The summer rush has an unwelcome twist this year, due to the backlog of passports awaiting renewal. For travellers whose documents are trapped in a bureaucratic black hole, the Monarch Travel Group says: "We are being as flexible as we can." Yet Thomson is adding to the problem by insisting that all customers need six months remaining on their passports, even though the immigration authorities in the vast majority of destinations do not require it.

Sharon Bloor of Manchester contacted The Independent because she is booked to fly next weekend to Tenerife with her husband and sons for a fortnight. The boys' passports expire in September. Unhappily, last Sunday she thought to call Thomson to make sure that their travel documents would be accepted. As Thomson knows well, all EU countries (and plenty more besides, including plucky Switzerland) are perfectly happy for British holidaymakers to stay right up to the expiry date of the passport. But Ms Bloor says she was told they were not acceptable. She felt obliged to make a Fast Track application, thus adding to the queue at the Passport Office. She is now £170 poorer, with the added stress of worrying whether the needlessly replaced passports would arrive in time.

Thomson is free to make whatever rules it wishes about its customers' documentation, however bizarre they may be. But it seems extraordinary that the giant holiday company should choose to make life difficult for travellers this summer. Telling people to renew documents unnecessarily early will lengthen passport queues. Fast Track applicants such as Sharon Bloor extend waiting times for other travellers.

Crossed lines

To see if the online stance is echoed by Thomson staff, I made a series of calls to the firm's customer-services desk. I said I had found a good deal to the Canaries: a self-catering week in Tenerife, leaving Birmingham on Sunday, £289 per person for a family of four. I added that my passport expires in September (a touch economical with the truth; it doesn't run out this September). I was variously and inaccurately assured that I needed between one and three months' validity left.

Three steps to Gatwick

How does Thomson respond? Let me share its full statement with you; the company declined to answer my further questions arising:

"The A-Z guide included in our terms and conditions provides information for customers when they book a holiday with us. In this text, we state that customers' passports should be valid for six months from the date they are due to return back to the UK as this is the maximum number of months' validity required across the countries we operate to.

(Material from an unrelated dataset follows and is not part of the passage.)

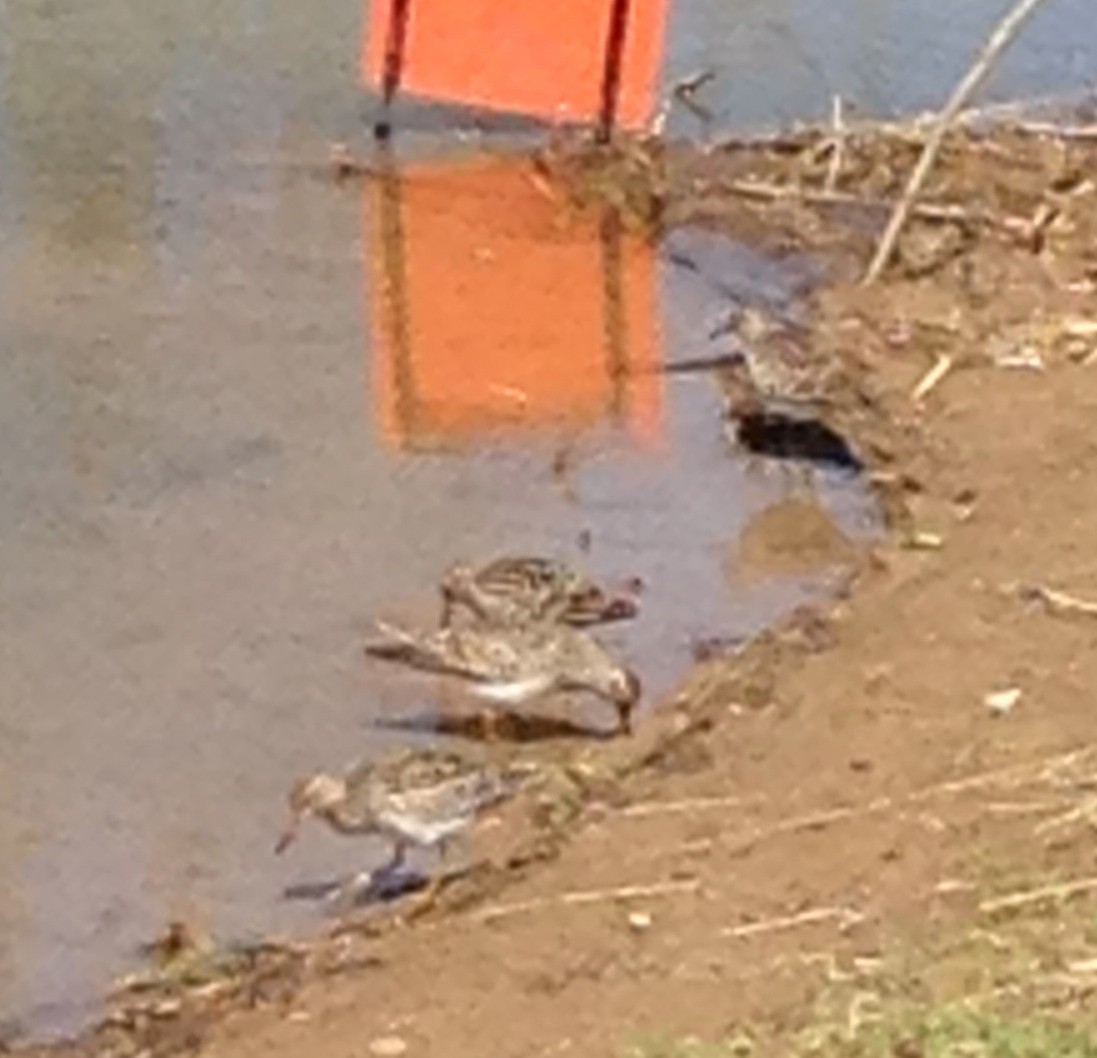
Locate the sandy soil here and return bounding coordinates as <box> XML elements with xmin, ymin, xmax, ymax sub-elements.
<box><xmin>19</xmin><ymin>117</ymin><xmax>1097</xmax><ymax>1058</ymax></box>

"We always recommend customers check the passport office website for information specific to their destination.

"We do not refuse travel to any passenger if they have less than six months validity on their passport, as long as they meet the entry requirements of the destination."

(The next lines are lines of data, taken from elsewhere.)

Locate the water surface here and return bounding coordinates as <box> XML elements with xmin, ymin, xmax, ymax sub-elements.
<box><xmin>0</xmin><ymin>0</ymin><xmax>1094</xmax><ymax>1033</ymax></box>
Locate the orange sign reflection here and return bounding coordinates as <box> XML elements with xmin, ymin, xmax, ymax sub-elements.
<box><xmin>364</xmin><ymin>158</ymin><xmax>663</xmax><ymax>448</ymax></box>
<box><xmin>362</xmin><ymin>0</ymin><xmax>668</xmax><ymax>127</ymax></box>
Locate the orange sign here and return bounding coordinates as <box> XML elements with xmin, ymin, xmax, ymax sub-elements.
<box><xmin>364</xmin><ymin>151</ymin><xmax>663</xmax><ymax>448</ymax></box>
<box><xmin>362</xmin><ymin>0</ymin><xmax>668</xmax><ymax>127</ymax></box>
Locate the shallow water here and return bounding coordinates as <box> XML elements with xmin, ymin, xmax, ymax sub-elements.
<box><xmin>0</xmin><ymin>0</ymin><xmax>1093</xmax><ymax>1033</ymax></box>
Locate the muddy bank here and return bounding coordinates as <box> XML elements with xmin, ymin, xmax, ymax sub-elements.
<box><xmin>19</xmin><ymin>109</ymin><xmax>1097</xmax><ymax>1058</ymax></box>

If I may loosely interpret:

1. Frankly we can't be bothered to tell people the law that applies to their proposed trip, so instead we burden everyone with the worst-case scenario – and the needless stress and expense of complying with our arbitrary "guide".

2. In the guise of being helpful, we refer them spuriously to a third party: the Passport Office website. While it will tell you all sorts of things (including, curiously, how to prevent someone else getting a British passport), it does not offer advice on other countries' admission policies.

3. If you are sufficiently confident that we are, indeed, talking baloney, and you turn up at Gatwick for a European holiday with a passport that runs out in a couple of months, we won't bar you.

Thomson has grown to become Britain's biggest tour operator because it provides great holidays at reasonable prices; over the years, I have spent a fortune on its products (more than £3,000 last year alone). But given the apparent contempt that the holiday giant has for its customers, I may take my travel cash elsewhere.